American International Group Inc: This Could Send AIG Stock Soaring

AIG stock

Upside for AIG Shares?

One of the top concerns for many investors is an increase in interest rates. However, those investors may wish to take a look at American International Group Inc (NYSE:AIG) stock, which is a stock that would benefit from rising interest rates. Let me explain.

Cash Flow Benefits of Rising Rates

The number one concern for AIG stock, being an insurance company, is interest rates, as the top and bottom line of the company has huge implications. For management, it is all about managing assets and liabilities on the balance sheet.

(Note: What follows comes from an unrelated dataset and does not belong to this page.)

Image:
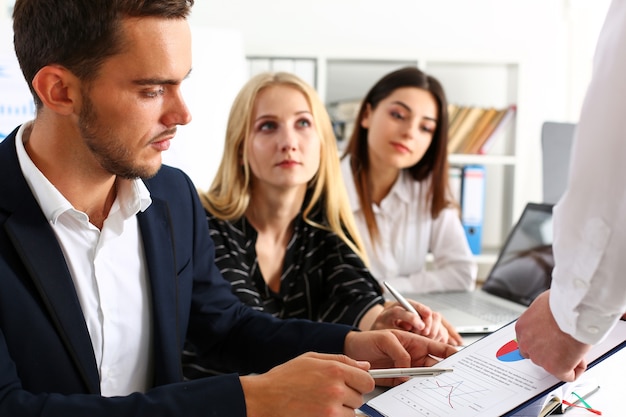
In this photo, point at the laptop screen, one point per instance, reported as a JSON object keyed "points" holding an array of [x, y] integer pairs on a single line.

AIG takes in the premiums from its customers and then invests their cash into the bond market. The company uses their investment from the cash flow received to pay policyholders if a claim is made.

With interest rates sitting at all-time lows, they have no where to go but higher. For example, let’s say bond #1’s current rate is five percent and it’s  face value is $1,000, which means you receive $50.00 for holding this bond after a year. Meanwhile, bond #2 had a rate increase and the rate is now eight percent and its face value is $1,000, which means you receive $80.00 for holding it for a year.

Aassuming all else remains the same, holding bond #2 for the next five years is much more beneficial to shareholders and the company’s balance sheet than bond #1. The company would have stronger cash flow as well.

Dividend

Comparing AIG stock’s dividend today to what it was in 2013, the growth of the payout is 320%, with the payment per share being $0.32 on a quarterly basis. The current yield is 2.10%, with AIG stock trading at $60.82.

During AIG’s investor presentation, in August, there were a lot of positives for AIG stockholders. In the remainder of 2016 and 2017, the goal is to return $25.0 billion back to shareholders via share buybacks, warrant repurchases, and dividends. (Source: “Investor Presentation,” American International Group Inc, August 30, 2016.)

Smart Money

AIG stock is actually one of the larger positions in the portfolio of Carl Icahn. The reason he holds AIG stock is because he thinks the company is cheap. There is no need to debate this with him, because the numbers don’t lie; the price-to-book value of AIG stock 0.72x. (Source: “American International Group Inc,” Morningstar, last accessed October 13, 2016.)

The price-to-book ratio is taking the current market value of the company and comparing it to the book value (or also known as historic value). In this case, the number is under one, which means the company is currently selling at a discount.

Final Thoughts on AIG Stock

The company is positioned in the right environment. Looking towards the future, the rates on AIG stock should be increasing over time due currently sitting at all-time lows. Having an investor such as Carl Icahn backing it is not a bad thing for AIG stock as well.